Hmm… seems like a few of those may be aimed at bait and switch. Starter sounds like it will be very reasonably priced, but hamstrung. I’d imagine every time you try to open that fourth concurrent app there will be a notification balloon directing you at windows anytime upgrade to move to home premium. This may be a wise move on their part. But I think it would be wiser if they sold just one stripped down sku for say… 40 bucks? Integrate Windows Marketplace with the OS, and let you choose the features important to you a la carte when you stumble upon their absense (this would also get them out of a lot of anti-trust hot water). This is a model that is working very well for mobile phones, so I’m surprised they have not considered this pattern.

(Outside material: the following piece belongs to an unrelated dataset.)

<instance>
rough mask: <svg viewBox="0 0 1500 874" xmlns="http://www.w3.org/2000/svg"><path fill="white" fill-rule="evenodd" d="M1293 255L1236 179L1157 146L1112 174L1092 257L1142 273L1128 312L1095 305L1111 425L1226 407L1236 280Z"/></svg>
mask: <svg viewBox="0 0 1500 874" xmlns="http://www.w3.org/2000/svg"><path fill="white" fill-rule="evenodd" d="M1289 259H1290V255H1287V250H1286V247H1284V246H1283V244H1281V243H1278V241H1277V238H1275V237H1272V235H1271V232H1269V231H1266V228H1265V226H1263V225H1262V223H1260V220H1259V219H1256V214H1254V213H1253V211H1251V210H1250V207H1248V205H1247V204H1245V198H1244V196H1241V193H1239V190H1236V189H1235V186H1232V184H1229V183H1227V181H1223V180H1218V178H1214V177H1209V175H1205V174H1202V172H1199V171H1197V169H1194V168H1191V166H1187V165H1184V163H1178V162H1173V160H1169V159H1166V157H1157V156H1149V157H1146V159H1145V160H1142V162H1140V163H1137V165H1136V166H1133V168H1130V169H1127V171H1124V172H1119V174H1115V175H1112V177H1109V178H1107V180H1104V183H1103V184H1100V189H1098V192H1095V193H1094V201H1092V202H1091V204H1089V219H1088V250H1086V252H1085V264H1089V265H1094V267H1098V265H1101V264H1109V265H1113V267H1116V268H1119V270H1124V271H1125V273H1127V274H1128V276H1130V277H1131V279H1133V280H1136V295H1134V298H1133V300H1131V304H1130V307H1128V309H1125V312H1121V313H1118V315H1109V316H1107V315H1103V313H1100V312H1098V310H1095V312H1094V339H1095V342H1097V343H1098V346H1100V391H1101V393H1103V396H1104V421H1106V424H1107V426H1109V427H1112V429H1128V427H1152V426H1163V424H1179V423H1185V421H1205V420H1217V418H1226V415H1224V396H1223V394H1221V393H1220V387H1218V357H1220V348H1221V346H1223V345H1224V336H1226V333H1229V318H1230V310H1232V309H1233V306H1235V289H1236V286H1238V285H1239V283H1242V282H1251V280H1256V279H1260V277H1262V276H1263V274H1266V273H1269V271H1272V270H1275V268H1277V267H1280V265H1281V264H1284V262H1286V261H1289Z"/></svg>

Gardian February 13, 2009 at 5:21 am

Microsoft just does not get it. Even a child will learn from its mistakes.
Windows ME was a equal flop, at least they came back with something new and better [XP].
But now they seem bound and determined to Force Vista on everybody, weather it works or not.
Unreal low machine hardware specs and a wireless setup that is a huge step backwards, just to name a few.

Windows 7, right.
A child learns, Microsoft just gets more bullheaded.
I will be running XP pro for many years, it seems.

Rob Dee March 4, 2009 at 12:19 pm

Windows 7 is far superior in numerous ways to XP; I suggest giving it a try – even some of those people with underpowered hardware who complained loudly about Vista are being won over – and its still in Beta!

Alex Kuretz March 9, 2009 at 12:51 pm

I’ve had Windows 7 running on my Acer Aspire One netbook for several weeks now, and have been very pleased overall. It does seem to perform much better than Vista on slower hardware and I’ve had very few issues considering it’s in Beta still.